Simon P. Barker1, Peter D. W. Haughton2, William D. McCaffrey3, and Bill Hakes4
1 BG Group, Reading, United Kingdom
2 University College Dublin, Dublin, Ireland
3 University of Leeds, Leeds, United Kingdom
4 Britannia Operator Ltd, Aberdeen, United Kingdom

“Slurry flow” emplacement of deep-marine clastic sediments is thought to occur from flows alternating cyclically between laminar and turbulent states, giving rise to a characteristic banding in the deposit, and locally chaotic ‘mixed slurry' facies. Banding and mixed slurry facies occurs in lateral association with more conventional turbidite sandstone facies, and the two facies associations have previously been interpreted to occur in axial succession.
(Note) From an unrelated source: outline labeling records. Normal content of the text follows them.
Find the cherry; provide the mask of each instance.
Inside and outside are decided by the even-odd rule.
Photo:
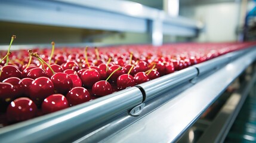
[[[149,69],[147,64],[145,61],[140,61],[135,67],[137,72],[144,72]]]
[[[117,87],[119,89],[125,89],[127,87],[134,86],[135,85],[134,77],[129,75],[134,65],[132,65],[127,74],[119,76],[117,80]]]
[[[114,65],[109,67],[109,70],[107,71],[108,75],[110,75],[112,73],[113,73],[115,70],[120,68],[120,67],[118,65]],[[116,71],[116,72],[115,72],[113,75],[110,77],[110,80],[113,83],[116,83],[116,80],[118,78],[118,77],[122,74],[124,74],[125,73],[125,69],[121,69],[120,70]]]
[[[75,71],[75,70],[73,70],[72,69],[67,69],[67,70],[65,70],[63,72],[63,73],[66,73],[67,74],[78,74],[78,73],[76,71]]]
[[[112,93],[111,85],[106,80],[100,80],[93,85],[92,94],[95,96],[105,96]]]
[[[63,72],[63,69],[60,65],[54,64],[52,64],[50,66],[51,67],[51,69],[53,70],[53,71],[54,71],[55,73],[62,73],[62,72]],[[47,74],[47,76],[48,77],[51,77],[53,75],[53,72],[51,70],[51,69],[48,67],[47,67],[46,68],[45,73]]]
[[[134,78],[128,74],[124,74],[118,77],[117,80],[118,88],[120,89],[135,86]]]
[[[67,69],[73,69],[75,71],[78,71],[80,70],[79,67],[75,61],[70,61],[66,63],[63,66],[62,68],[63,68],[63,70],[67,70]]]
[[[111,85],[107,82],[116,72],[122,69],[122,67],[119,67],[115,69],[106,80],[100,80],[95,83],[92,88],[92,92],[94,95],[95,96],[105,96],[110,94],[113,92],[112,87]]]
[[[40,77],[47,77],[44,70],[39,67],[33,68],[29,71],[26,77],[35,79]]]
[[[26,68],[25,69],[24,69],[24,70],[21,73],[22,77],[27,77],[27,73],[29,73],[29,70],[30,70],[32,69],[35,69],[35,68],[37,68],[37,67],[36,67],[36,66],[30,66],[30,67]]]
[[[168,62],[165,64],[165,74],[172,73],[175,72],[174,66],[172,63]]]
[[[46,98],[42,103],[42,111],[48,114],[69,107],[69,102],[61,94],[53,94]]]
[[[9,83],[0,82],[0,99],[8,102],[17,98],[14,86]],[[14,93],[14,94],[13,94]]]
[[[135,74],[134,80],[136,85],[138,85],[149,81],[149,78],[145,72],[138,72]]]
[[[157,70],[153,69],[147,76],[150,80],[152,80],[159,77],[160,74]]]
[[[45,98],[53,94],[54,86],[48,77],[37,78],[29,86],[30,97],[38,105]]]
[[[85,102],[91,100],[89,92],[82,87],[72,88],[66,97],[71,106]]]
[[[78,76],[81,76],[82,74],[85,72],[85,70],[88,70],[88,69],[82,69],[78,71]]]
[[[33,79],[30,78],[24,78],[21,79],[22,82],[24,85],[24,95],[25,97],[29,97],[29,86],[32,83],[32,82],[34,81]]]
[[[5,66],[0,69],[0,81],[11,77],[21,78],[21,73],[15,66],[12,65]]]
[[[21,97],[15,100],[8,105],[7,117],[8,122],[17,122],[32,119],[36,116],[36,104],[29,98]]]
[[[57,73],[51,77],[51,80],[57,93],[66,95],[73,87],[73,82],[70,77],[63,73]]]
[[[97,70],[91,69],[84,72],[80,78],[85,88],[91,88],[94,83],[100,80],[100,75]]]
[[[15,95],[16,98],[21,97],[24,93],[24,84],[21,80],[16,77],[11,77],[5,79],[3,82],[10,83],[13,85],[14,92],[11,94]]]
[[[69,75],[72,80],[73,87],[81,87],[82,86],[82,80],[80,77],[75,74],[71,74]]]

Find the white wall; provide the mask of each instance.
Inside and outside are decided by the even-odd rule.
[[[202,21],[205,31],[198,42],[236,41],[239,5],[235,2],[221,2],[181,7],[182,16]]]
A re-evaluation of densely-cored slurry flow deposits in the upper part of the Cretaceous Britannia Sandstone Member (Outer Moray Firth, offshore UK) indicates the Britannia flows became strongly texturally-fractionated both longitudinally and transverse to flow, producing off-axis clay-prone slurry facies, locally overprinted by secondary remobilisation, and axial sandier deposits, capped by slurry facies. At times, episodes of slope failure produced more irregular sea floor topography with which the flows interacted, resulting in more complex facies and thickness distributions and localised flow ponding. Thus in assessing links between turbulent and laminar flow components, care must be taken to rule out overprinting due to syn- or immediately post-depositional modification by local gravity failures that can produce the mixed slurry facies. Transitional slurry facies (including banding) analogous to the Britannia system are relatively common in other systems. For example, banding occurs within the basal Ross Formation (Carboniferous of Co. Clare, Ireland), albeit in beds that are an order of magnitude thinner than those typical of Britannia, and records transient flow transformation in longitudinally-fractionated flows close to their runout limit.